Since so many of them exist one observation only, so I though it might certainly lead to overfiting and deleted them. Then I tried deleting be quantile of frequency. Since medical vocabulary is so rich most of the word only come back a few times in the data. For example in a table of 2052 variables, half of them only appear once, and 80% of the variables appear 5 times or less in the data table.
I tried doing the regression on a verry small sample of 20 variables i but still had the warning, after a look a the table used no variable was colinear to my response variables.
Is it so much of a problem if there are more variables isn't the PLS part of the regression regression supposed to deal with that.

for the second problem my project is about predicting if a research paper shows a link between lung cancer and viral infection. Each line is a paper so am not if changing the structure is really possible.

Am doing some research on subset selection and try to apply it to, to see how it turns out.

Once again thank you for your response

1 Like

OK, gotcha. Let's see if I can summarize it abstractly.

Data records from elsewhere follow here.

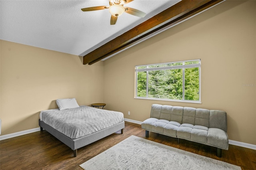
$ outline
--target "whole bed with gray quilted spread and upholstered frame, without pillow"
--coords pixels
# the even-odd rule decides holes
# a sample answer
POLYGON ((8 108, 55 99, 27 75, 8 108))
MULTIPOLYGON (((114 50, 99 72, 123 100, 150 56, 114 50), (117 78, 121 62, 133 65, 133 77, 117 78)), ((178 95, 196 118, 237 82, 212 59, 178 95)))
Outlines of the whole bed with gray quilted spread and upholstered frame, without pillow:
POLYGON ((41 111, 39 126, 41 131, 45 129, 70 147, 76 157, 78 148, 119 130, 123 134, 124 115, 89 106, 76 105, 68 109, 59 106, 59 109, 41 111))

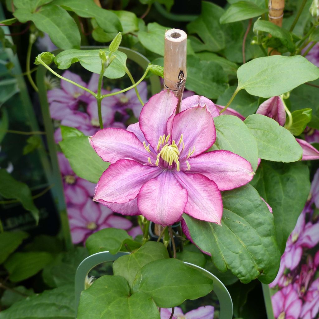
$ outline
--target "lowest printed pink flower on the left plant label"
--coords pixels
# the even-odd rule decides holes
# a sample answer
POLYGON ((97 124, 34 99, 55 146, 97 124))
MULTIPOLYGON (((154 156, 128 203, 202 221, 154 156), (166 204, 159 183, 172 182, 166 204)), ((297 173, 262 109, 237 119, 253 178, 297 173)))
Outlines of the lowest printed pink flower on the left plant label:
POLYGON ((132 226, 130 220, 114 215, 108 207, 90 198, 86 198, 84 206, 69 205, 67 211, 74 244, 84 243, 87 237, 104 228, 129 229, 132 226))

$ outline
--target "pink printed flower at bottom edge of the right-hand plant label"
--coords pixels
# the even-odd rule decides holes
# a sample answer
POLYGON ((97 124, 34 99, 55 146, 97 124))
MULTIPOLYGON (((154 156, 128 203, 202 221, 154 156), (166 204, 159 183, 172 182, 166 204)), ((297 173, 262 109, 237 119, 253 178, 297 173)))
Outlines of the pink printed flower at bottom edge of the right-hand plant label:
POLYGON ((289 285, 271 297, 275 319, 298 319, 302 301, 293 285, 289 285))

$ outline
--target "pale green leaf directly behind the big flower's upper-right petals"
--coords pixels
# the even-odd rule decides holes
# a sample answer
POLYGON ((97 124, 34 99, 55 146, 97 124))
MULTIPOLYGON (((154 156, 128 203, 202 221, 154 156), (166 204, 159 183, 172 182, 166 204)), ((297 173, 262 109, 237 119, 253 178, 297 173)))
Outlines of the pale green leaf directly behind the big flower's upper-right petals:
POLYGON ((247 159, 254 171, 257 169, 258 149, 254 136, 247 126, 234 115, 214 117, 216 141, 214 146, 247 159))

  1. The goal is to develop a classification model of scientific papers that identify a link between viral infection as the treatment variable with lung cancer as the response variable.
  2. A criterion will be needed to identify those papers in the literature that deal with the subject matter at all. An algorithm is needed to do that. Possible strategies to do that can rely on some combination of keyword, n-gram or other NLP content of the papers, the classification of the publication in which they appear, their subsequence citation history and machine learning approaches tested against gold standard human classification.
  3. A representative limited dataset of papers know to address the relationship of interest and those known not to address the relationship can provide a test set to tune the classification algorithm.
  4. A design decision must be made as to the desired precision and recall.
  5. In combination, the rich set of potential features in the source material, its meta-information (such as type of publication) may call for reduction of the features to be considered directly. For example latent semantic analysis may provide a more tractable feature than individual lexical tokens.

It sounds like a fascinating and challenging project!

This topic was automatically closed 21 days after the last reply. New replies are no longer allowed.